Impossible d’exercer le métier d’enseignant, de chef d’établissement, de formateur, sans se former tout au long de sa carrière. Il s’agit même que cette formation se fasse transformation, qu’elle ait un effet non seulement sur les pratiques, mais aussi sur les conceptions professionnelles de la personne formée, pour devenir développement professionnel. Notre dossier, d’une longueur double à celle de nos hors-séries habituels, fait le point sur les changements survenus ces dernières années, sur ce que recherchent les acteurs, et dessine des controverses stimulantes.
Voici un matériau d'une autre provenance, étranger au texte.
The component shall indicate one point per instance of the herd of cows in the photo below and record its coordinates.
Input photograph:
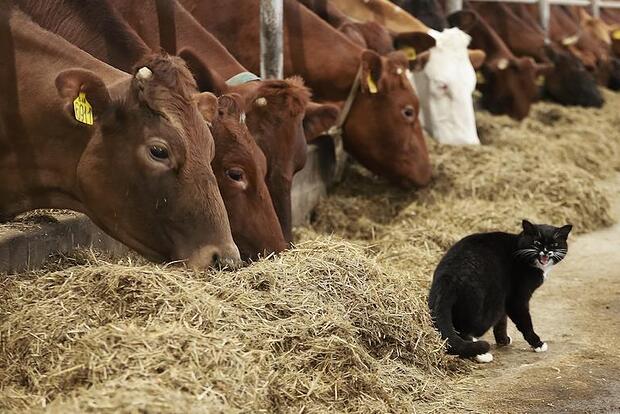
(146, 115)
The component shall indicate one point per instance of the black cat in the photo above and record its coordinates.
(487, 277)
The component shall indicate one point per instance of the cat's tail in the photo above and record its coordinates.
(441, 311)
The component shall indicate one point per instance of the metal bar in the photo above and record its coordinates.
(609, 4)
(454, 6)
(544, 13)
(271, 44)
(584, 3)
(596, 8)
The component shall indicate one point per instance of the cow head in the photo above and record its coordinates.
(445, 82)
(275, 114)
(571, 83)
(509, 85)
(382, 130)
(145, 175)
(240, 168)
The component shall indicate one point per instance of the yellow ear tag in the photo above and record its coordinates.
(410, 53)
(83, 110)
(372, 86)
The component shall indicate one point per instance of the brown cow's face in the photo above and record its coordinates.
(382, 130)
(510, 86)
(570, 83)
(275, 118)
(145, 175)
(240, 168)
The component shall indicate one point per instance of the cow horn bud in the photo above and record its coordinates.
(144, 73)
(502, 63)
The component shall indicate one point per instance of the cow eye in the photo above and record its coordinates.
(409, 113)
(159, 152)
(235, 174)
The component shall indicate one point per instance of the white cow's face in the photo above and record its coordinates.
(445, 88)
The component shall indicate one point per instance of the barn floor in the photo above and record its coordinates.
(577, 312)
(340, 324)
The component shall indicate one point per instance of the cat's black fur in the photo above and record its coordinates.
(487, 277)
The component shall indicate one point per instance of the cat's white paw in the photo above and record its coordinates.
(542, 348)
(484, 358)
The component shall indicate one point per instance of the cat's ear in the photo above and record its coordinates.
(529, 228)
(562, 232)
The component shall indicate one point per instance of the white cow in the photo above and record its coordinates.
(445, 86)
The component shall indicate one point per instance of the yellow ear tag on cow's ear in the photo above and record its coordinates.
(372, 86)
(82, 109)
(410, 53)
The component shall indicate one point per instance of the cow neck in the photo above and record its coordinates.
(94, 28)
(485, 38)
(157, 31)
(44, 146)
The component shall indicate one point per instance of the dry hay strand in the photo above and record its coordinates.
(321, 328)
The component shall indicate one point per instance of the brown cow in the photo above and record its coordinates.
(81, 26)
(240, 174)
(382, 129)
(568, 82)
(139, 167)
(275, 108)
(509, 82)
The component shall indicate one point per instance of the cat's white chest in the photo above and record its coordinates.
(545, 268)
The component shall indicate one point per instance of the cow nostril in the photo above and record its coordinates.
(215, 258)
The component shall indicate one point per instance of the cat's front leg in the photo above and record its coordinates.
(500, 332)
(520, 315)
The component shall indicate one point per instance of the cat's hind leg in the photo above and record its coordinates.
(500, 332)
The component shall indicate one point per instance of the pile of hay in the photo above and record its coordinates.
(339, 324)
(323, 328)
(547, 168)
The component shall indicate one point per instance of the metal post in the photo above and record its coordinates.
(454, 6)
(271, 50)
(543, 8)
(596, 9)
Le voici présenté par ses deux coordonnatrices.
La formation continue a-t-elle beaucoup changé depuis dix ans ?

Nicole Priou : Notre dossier ne s’appuie pas sur une enquête ou des données statistiques. Nous pouvons tout au plus dégager des tendances à partir de ce que les contributeurs nous ont envoyé comme témoignages et récits d’expérience. On parle beaucoup moins de stages ou de journées pédagogiques qu’il y a dix ans, et des termes nouveaux ont émergé : lesson studies, résidences, webinaires, formations hybrides, constellations, LéA (lieux d’éducation associés), communautés de pratiques, etc. Donc, oui, il y a des changements du côté de la formation, inégalement répartis sans doute selon la nature des impulsions académiques, fort différentes d’une région à l’autre. Mais on peut dire qu’il y a diversification des formes d’intervention et recentrage vers la classe et ce qui s’y passe.

Sophie Genès : Les changements les plus marquants – je les liste de manière non hiérarchisée – me semblent être bien évidemment l’utilisation des outils et ressources numériques, la réflexion sur leur place (ce qu’ils peuvent ou non apporter) et sur les enjeux de l’articulation entre distanciel et présentiel ; le développement des connaissances théoriques des différents courants sur l’analyse du travail, permettant une reconnaissance plus explicite des caractéristiques d’un débutant, quel que soit son champ professionnel ; la mise en place de communautés sous diverses formes et, plus particulièrement, des communautés réunissant des praticiens et des chercheurs. Tout cela peut constituer des déclencheurs d’évolution.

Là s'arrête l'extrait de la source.